A multi-label classification problem is one in which a list of target variables is associated with every row of input. An example of this would be the various tags associated with medium articles. In this article we will be labeling satellite images. But why is this important?
Deforestation in the Amazon basin contributes to reduced biodiversity, habitat loss, climate change, and other devastating effects. Combating deforestation requires detection and understanding of markers of human activity over large regions of Earth. Utilizing automated analysis of satellite images to detect these markers can enable faster and more effective responses to activity that indicates or precedes deforestation.
Now that we know that labeling these images is important, let’s proceed to finding out how we actually do it and what kind of metric do we use for the same.
The full jupyter notebook can be found here.
Importing the library
from fastai.vision import *
As usual we start by importing the
fastai library. Since we are working with image data we use
fastai.vision. Next, let's take a look at how our target labels are stored.
df = pd.read_csv(path/'train_v2.csv') df.head()
The target labels are stored in a csv file, with every label separated by white space. Note that in multi-label classification, the number of labels associated with an image will vary. Every image will not have the same number of labels.
tfms = get_transforms(flip_vert=True, max_lighting=0.1, max_zoom=1.05, max_warp=0.)
In the first step, we apply a number of transforms to our images. Why do we transform our images? We do it in order to give more variety to our data set and help our model learn well. If we are designing a face detection algorithm, we can randomly flip some images horizontally to get a better data set.
In case of satellites however, we can also flip the images vertically as satellite images have no orientation. The
max_zoom parameters are set by trial and error to their best values.
max_warp will change the perspective of the picture. It is handy when it comes to data sets like pets and cars, which clearly can be viewed from different perspectives; you can look at the dog from atop, or on the same level when staying close to the ground and playing with it. But for satellite, it always views the ground from the same perspective–high up above the ground in the space. Thus, adding a perspective warp to the training data set will make it unrepresentative of real satellite images. Hence we turn it off.
np.random.seed(42) src = (ImageItemList.from_csv(path, 'train_v2.csv', folder='train-jpg', suffix='.jpg') .random_split_by_pct(0.2) .label_from_df(sep=' '))
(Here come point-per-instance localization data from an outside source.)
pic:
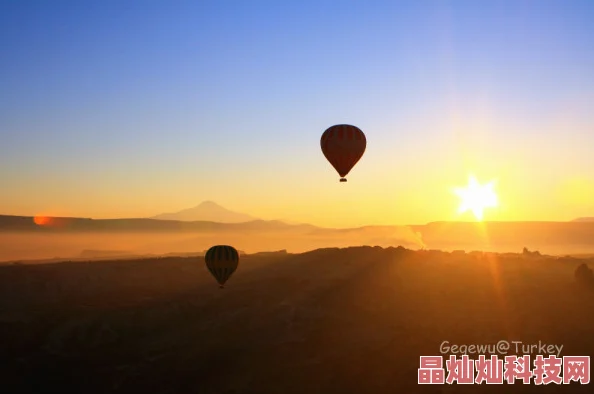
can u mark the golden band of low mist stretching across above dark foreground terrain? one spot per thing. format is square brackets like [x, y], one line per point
[548, 238]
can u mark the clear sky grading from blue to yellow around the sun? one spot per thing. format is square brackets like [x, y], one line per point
[133, 108]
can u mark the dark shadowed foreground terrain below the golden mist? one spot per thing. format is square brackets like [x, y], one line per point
[350, 320]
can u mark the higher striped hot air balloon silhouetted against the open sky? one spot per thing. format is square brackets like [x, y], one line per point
[343, 145]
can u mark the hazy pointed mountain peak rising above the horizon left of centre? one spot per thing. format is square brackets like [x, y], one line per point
[208, 211]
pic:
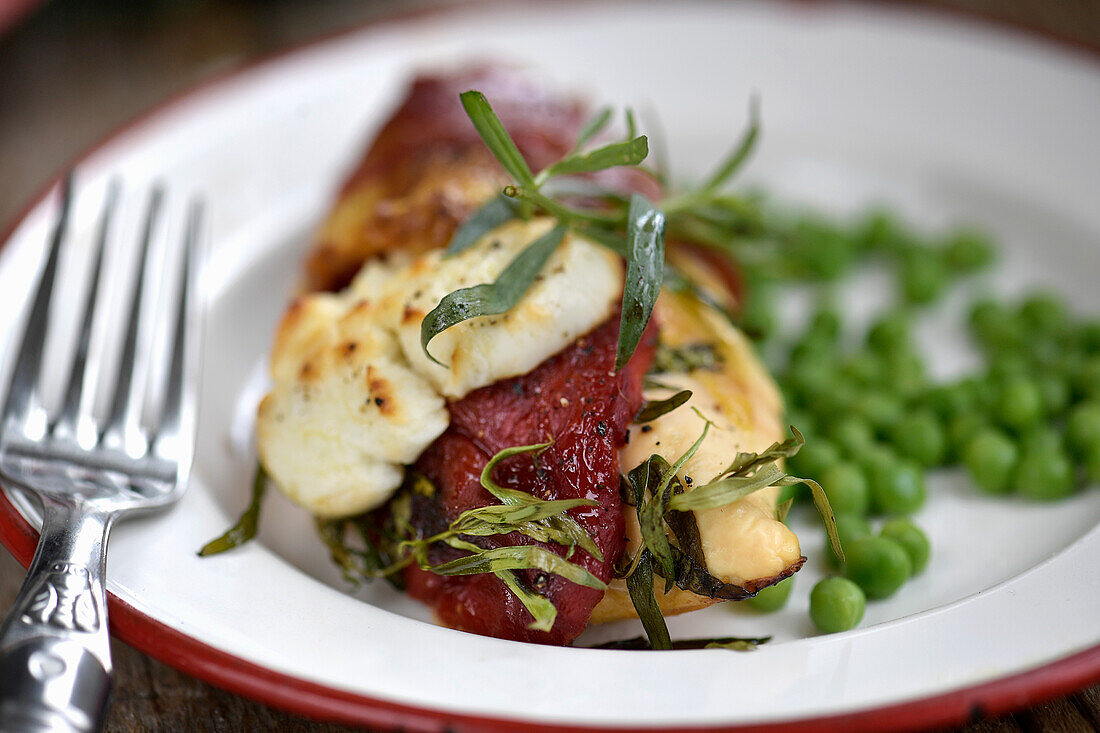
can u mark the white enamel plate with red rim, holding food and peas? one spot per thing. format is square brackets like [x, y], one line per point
[949, 121]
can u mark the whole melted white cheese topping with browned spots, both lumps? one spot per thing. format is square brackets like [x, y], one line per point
[356, 399]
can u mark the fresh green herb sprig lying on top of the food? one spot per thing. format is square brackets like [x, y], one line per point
[633, 227]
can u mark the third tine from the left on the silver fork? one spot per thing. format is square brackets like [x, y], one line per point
[123, 430]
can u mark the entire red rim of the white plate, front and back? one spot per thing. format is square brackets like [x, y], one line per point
[320, 703]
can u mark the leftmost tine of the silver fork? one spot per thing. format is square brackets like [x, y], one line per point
[24, 393]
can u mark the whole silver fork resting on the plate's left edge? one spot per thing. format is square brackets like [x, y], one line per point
[56, 662]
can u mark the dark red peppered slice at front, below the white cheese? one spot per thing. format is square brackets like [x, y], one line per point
[578, 404]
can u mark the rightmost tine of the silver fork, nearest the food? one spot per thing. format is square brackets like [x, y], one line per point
[174, 436]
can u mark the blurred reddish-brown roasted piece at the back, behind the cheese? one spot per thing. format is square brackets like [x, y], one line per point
[427, 170]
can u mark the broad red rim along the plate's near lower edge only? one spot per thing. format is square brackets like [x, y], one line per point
[320, 703]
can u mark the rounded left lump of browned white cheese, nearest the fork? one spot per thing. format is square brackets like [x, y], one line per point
[347, 411]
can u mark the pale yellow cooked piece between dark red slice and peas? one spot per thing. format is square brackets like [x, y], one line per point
[743, 543]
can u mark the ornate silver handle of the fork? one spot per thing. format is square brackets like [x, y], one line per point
[56, 660]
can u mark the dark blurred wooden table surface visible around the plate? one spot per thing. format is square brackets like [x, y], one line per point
[74, 70]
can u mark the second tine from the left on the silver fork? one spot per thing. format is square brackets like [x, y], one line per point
[75, 418]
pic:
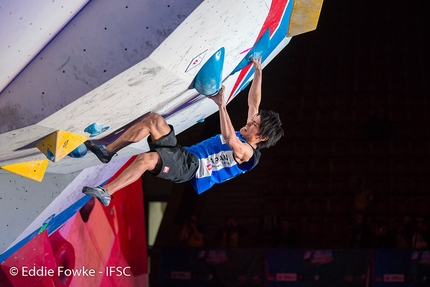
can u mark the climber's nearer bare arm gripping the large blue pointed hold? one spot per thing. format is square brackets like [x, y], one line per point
[242, 151]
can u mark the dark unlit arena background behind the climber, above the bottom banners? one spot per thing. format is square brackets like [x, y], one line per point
[353, 97]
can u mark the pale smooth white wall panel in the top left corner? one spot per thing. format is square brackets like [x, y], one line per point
[26, 27]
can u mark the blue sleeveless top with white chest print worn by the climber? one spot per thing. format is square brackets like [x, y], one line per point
[217, 163]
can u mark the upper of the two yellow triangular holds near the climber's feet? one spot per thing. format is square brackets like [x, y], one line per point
[59, 144]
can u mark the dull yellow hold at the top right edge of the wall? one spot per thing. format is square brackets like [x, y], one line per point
[304, 17]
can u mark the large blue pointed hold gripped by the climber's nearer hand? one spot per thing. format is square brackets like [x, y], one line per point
[208, 80]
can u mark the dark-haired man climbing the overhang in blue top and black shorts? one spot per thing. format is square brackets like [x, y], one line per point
[212, 161]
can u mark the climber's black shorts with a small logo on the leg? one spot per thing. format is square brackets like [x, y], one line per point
[177, 164]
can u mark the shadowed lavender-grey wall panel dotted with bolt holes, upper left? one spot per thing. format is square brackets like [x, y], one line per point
[104, 39]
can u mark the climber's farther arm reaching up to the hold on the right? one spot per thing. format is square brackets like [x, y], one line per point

In the second step, we start by creating a
random seed. This seed helps us create the same random data set (train / test split) every time and hence make our results reproducible. We then read the image list, split the labels using csv, create a 20% validation set, and split the multiple labels on white space.
data = (src.transform(tfms, size=128) .databunch(num_workers=0).normalize(imagenet_stats))
Finally (gosh!) we create our data bunch. The reason for keeping this step separate is that we can experiment with different sizes of images which is a good thing to do. We can train a model using a smaller size, save the weights and use them later for training a data bunch with a larger size for better results.
Viewing our data
Model architecture and training
We download and use a pretrained model resnet50 (50 layers) that has been trained to identify thousands of categories of images.
arch = models.resnet50
acc_02 = partial(accuracy_thresh, thresh=0.2) f_score = partial(fbeta, thresh=0.2) learn = create_cnn(data, arch, metrics=[acc_02, f_score], model_dir='/tmp/models')
We use 2 metrics for our model. The first one is accuracy and the second one is f_score (which is used by Kaggle for this competition)
When you have classifier you going to have some false positives and false negatives. How do you weigh up those two things? You do it by creating a single number from these two, by balancing them well. Lots of different ways to do that, one of which is f_score.
In order to understand the
thresh=0.2 let us take an example. Suppose we are designing a digit classifier (0–9), then our model would give out 10 probabilities for each digit, and we would select the maximum one as our prediction. But for multi-label classification, we decide a threshold and every probability above that threshold is used as a label.
lr = 0.01
Finally we set the learning rate, train a little, alter the learning rate (more in this in a future article) and train some more. We can plot our training and validation losses.
Always remember that if your training loss is more than your validation loss, then you are underfitting. You can either train for more epochs or try a different learning rate. In my notebook, my final f_score is 9.285 which on the public leaderboard would get my somewhere in the top 100–120 participants. With more learning and fine tuning, one can do better.